Abstract

In mediated environments, a simple but important understanding holds true: there is plenty of communication without crime, yet no crime without communication. Put differently, the criminal act in technology-mediated environments is always concurrently a communicative act. Nevertheless, descriptions of online activities and their role in studies of cybercrime often only amount to what can be considered lazy signifiers: online banking is not a single activity, but a series of requests for information made to, and responses received from, servers through the use of one’s networked device. The user’s interpretations of the content form the basis for deciding on the next action(-as-communication). Available theoretical approaches, notably the routine activities approach, lack this type of specificity in considering as a meaningful whole something that is better understood as its constitutive elements – messages in communicative exchanges.

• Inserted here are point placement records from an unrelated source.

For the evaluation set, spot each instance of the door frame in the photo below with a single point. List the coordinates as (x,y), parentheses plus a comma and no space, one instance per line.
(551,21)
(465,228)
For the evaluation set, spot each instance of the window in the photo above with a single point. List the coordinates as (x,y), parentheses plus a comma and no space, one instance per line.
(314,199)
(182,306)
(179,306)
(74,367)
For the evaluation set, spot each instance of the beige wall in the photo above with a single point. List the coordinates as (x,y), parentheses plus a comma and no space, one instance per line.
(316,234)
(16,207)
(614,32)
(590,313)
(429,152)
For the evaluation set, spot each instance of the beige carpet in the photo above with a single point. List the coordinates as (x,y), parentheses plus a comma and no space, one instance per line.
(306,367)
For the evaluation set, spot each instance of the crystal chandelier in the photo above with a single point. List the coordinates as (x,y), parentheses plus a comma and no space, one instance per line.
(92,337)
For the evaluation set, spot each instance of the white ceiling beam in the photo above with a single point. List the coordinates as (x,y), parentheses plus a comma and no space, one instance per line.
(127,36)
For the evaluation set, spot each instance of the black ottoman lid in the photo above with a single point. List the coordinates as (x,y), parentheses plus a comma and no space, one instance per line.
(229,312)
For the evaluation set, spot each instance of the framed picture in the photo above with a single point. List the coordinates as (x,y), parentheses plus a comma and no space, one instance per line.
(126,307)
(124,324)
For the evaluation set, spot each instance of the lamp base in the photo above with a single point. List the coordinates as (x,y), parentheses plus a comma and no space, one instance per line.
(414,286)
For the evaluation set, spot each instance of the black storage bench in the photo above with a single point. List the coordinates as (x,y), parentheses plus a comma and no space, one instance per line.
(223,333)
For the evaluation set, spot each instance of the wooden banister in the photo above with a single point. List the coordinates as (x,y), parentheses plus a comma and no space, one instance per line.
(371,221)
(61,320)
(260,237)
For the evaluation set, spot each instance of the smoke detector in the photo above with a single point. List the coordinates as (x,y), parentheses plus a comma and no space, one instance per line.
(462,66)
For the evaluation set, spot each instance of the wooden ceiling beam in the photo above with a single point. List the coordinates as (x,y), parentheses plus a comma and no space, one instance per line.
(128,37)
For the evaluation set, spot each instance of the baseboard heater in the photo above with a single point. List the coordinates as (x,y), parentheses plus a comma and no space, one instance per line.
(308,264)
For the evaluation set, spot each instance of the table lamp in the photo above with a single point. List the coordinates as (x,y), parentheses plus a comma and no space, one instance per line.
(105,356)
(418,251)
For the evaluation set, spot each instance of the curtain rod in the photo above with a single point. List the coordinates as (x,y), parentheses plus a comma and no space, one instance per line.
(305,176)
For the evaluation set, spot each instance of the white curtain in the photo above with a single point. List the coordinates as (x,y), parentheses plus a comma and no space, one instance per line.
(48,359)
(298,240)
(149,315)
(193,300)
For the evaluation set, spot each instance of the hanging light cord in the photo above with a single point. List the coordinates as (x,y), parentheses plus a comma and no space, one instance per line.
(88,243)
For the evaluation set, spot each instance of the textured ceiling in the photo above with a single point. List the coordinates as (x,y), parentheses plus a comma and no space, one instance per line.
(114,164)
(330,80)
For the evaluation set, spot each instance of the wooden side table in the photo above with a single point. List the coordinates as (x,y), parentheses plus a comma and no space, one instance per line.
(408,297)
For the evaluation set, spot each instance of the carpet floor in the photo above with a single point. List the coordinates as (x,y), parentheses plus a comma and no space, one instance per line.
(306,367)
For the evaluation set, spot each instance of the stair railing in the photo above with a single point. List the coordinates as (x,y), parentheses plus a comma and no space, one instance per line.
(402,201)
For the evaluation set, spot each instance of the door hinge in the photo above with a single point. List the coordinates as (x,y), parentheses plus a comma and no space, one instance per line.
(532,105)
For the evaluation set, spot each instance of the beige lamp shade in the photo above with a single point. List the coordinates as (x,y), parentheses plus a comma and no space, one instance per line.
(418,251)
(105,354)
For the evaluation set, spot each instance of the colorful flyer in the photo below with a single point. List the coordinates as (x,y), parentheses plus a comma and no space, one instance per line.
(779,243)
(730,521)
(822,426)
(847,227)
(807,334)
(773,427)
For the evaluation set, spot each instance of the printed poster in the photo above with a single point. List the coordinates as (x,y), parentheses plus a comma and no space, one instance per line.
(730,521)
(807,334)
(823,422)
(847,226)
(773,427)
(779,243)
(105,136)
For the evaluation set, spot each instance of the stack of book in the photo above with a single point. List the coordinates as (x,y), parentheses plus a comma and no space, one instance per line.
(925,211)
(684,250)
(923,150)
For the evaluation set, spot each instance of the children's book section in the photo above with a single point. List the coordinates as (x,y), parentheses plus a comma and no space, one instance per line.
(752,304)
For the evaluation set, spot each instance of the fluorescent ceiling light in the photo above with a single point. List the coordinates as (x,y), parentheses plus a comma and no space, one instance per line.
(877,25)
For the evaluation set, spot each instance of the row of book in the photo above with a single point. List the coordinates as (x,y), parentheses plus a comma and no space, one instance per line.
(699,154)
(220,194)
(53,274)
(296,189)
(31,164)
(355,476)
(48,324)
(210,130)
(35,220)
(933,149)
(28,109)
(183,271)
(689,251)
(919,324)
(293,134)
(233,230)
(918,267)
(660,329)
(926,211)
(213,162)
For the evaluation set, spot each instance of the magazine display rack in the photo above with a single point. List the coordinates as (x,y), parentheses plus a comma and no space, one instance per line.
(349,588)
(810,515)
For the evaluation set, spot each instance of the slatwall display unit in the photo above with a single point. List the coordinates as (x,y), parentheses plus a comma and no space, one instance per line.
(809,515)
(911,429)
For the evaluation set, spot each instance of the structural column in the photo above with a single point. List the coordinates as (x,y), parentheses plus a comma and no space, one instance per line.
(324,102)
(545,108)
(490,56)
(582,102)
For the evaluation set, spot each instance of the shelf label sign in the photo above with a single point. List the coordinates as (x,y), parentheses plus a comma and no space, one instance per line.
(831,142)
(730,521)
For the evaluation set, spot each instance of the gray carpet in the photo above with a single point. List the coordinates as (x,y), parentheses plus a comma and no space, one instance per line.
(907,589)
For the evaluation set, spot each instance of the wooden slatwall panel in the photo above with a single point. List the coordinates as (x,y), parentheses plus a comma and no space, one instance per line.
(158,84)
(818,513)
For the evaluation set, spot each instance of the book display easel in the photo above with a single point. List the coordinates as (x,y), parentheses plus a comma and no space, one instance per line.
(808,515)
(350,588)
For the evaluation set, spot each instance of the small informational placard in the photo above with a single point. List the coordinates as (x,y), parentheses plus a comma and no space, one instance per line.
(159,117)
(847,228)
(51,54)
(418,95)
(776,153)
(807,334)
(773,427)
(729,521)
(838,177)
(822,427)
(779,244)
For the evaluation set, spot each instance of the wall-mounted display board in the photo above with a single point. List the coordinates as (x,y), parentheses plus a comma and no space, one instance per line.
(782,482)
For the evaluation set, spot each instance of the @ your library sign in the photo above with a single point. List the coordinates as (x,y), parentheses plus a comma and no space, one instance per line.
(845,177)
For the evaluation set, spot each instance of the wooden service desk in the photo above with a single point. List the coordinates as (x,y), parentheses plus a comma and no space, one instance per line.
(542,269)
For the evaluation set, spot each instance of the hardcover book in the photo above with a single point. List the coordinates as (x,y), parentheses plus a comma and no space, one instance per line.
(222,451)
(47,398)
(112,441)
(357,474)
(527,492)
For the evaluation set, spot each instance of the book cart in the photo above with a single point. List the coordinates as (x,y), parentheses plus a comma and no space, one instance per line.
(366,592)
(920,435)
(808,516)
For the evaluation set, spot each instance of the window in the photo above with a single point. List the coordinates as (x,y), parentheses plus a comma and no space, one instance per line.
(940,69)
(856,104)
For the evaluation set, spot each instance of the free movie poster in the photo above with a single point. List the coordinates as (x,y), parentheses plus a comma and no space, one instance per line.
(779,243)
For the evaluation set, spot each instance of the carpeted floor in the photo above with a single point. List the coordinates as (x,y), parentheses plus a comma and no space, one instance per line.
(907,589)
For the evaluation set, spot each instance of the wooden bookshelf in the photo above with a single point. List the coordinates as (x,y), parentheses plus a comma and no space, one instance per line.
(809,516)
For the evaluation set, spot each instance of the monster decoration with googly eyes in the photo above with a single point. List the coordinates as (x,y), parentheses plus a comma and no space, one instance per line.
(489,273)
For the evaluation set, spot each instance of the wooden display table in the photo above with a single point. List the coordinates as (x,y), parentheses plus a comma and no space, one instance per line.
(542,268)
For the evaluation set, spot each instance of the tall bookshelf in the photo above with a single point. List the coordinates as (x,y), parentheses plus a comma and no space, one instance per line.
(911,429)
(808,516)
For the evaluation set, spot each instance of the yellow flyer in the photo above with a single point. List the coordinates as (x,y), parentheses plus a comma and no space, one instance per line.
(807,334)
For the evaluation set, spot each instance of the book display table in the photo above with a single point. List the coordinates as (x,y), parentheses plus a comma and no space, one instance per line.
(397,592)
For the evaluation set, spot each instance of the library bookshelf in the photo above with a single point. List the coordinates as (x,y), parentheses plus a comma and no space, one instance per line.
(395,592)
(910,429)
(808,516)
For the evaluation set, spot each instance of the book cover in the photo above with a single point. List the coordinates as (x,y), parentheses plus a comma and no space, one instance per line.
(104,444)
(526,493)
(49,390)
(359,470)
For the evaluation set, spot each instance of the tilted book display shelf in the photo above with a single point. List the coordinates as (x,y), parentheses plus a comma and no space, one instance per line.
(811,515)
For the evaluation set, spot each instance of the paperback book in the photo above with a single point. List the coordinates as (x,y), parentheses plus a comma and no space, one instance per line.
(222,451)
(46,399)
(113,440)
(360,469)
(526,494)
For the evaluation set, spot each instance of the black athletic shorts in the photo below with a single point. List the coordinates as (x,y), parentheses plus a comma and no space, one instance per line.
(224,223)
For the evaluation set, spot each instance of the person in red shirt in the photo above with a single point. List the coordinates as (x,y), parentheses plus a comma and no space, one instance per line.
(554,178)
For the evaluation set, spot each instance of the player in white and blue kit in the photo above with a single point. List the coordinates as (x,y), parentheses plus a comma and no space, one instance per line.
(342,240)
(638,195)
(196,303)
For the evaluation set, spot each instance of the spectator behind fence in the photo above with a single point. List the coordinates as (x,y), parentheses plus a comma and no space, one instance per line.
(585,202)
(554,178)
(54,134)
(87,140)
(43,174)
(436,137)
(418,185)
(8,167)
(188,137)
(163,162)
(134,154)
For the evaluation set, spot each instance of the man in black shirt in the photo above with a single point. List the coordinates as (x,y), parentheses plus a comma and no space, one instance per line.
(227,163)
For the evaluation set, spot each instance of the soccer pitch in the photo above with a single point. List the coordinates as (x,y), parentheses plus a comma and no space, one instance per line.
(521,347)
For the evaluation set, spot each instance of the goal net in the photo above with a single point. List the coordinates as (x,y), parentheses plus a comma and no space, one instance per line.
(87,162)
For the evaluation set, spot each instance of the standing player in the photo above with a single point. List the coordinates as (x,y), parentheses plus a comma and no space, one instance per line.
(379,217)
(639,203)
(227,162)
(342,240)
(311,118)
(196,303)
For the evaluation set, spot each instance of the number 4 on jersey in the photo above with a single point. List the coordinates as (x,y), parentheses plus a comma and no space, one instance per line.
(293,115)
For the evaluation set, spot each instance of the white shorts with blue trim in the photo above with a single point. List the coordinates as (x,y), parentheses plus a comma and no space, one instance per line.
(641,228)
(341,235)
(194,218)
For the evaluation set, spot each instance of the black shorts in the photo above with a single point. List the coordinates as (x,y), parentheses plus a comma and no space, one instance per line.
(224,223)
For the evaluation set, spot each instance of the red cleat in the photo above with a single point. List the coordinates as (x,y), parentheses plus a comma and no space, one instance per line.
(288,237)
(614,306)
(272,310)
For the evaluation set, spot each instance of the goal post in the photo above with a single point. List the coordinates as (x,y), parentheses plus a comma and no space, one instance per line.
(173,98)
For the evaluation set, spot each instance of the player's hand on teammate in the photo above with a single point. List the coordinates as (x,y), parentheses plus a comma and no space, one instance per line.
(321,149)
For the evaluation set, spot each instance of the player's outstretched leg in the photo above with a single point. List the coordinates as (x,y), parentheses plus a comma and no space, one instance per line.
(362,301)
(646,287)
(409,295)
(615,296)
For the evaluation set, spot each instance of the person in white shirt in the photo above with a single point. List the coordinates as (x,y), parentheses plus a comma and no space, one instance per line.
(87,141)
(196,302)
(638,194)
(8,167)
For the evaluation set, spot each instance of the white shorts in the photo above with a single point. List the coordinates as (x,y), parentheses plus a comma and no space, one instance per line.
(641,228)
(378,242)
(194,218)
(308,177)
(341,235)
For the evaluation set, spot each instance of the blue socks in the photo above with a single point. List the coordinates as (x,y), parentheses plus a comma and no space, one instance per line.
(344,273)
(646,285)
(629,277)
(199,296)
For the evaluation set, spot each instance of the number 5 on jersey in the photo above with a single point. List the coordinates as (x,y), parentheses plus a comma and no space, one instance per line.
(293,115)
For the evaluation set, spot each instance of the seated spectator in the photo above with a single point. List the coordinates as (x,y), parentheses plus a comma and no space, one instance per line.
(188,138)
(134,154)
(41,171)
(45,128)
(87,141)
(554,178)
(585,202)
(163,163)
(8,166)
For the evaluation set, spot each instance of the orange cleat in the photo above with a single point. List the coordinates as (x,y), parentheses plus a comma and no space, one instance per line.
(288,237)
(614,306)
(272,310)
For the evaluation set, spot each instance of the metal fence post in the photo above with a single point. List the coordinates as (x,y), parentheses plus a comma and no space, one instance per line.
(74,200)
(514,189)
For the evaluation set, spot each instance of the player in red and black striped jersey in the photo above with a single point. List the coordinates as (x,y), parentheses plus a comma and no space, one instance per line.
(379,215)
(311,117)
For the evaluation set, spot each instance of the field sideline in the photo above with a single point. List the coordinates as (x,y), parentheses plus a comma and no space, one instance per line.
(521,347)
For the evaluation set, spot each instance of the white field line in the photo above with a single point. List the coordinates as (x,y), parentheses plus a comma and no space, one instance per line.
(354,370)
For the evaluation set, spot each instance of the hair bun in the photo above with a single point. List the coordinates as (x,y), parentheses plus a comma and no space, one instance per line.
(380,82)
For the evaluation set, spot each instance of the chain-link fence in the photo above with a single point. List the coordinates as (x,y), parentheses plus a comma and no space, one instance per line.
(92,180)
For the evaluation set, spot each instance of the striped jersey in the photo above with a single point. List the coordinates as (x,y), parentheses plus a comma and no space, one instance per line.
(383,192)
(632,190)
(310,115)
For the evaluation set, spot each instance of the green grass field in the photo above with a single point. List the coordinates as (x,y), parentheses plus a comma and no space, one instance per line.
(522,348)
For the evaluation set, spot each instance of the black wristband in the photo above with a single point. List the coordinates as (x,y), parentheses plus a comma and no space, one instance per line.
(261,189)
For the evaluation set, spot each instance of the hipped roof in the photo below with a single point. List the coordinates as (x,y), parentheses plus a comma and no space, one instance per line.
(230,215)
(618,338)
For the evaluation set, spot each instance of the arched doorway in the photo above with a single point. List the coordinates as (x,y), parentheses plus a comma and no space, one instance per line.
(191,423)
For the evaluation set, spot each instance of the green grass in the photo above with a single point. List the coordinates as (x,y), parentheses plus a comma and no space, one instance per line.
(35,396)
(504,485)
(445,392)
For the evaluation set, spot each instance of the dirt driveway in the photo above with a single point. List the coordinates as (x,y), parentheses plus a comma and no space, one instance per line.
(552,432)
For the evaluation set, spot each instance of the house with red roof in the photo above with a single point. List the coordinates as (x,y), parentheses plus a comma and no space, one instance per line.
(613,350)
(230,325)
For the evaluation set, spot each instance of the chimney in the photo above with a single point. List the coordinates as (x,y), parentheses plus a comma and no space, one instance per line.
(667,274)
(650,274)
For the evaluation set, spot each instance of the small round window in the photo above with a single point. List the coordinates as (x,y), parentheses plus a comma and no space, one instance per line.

Hence, the current theoretical status quo hinders rather than contributes to cybercrime-related thought and research. Rather than fitting a ‘terrestrial’ understanding of action onto acts of cybercrime, the crime-as-communication approach instead builds a communication-based foundation for understanding action in technology-mediated environments. By making explicit the communication processes that constitute cybercrime, crime-as-communication offers a principled way of analysing mediated crime specifically, and action in mediated environments more broadly. This approach has practical implications for research and policy-making concerning economic crimes like fraud and intellectual property violations, interpersonal crimes such as harassing pursuit and criminal threats, computer offences like unauthorised access and offences against peace and public order, including incitement to hatred and disinformation or propaganda for war.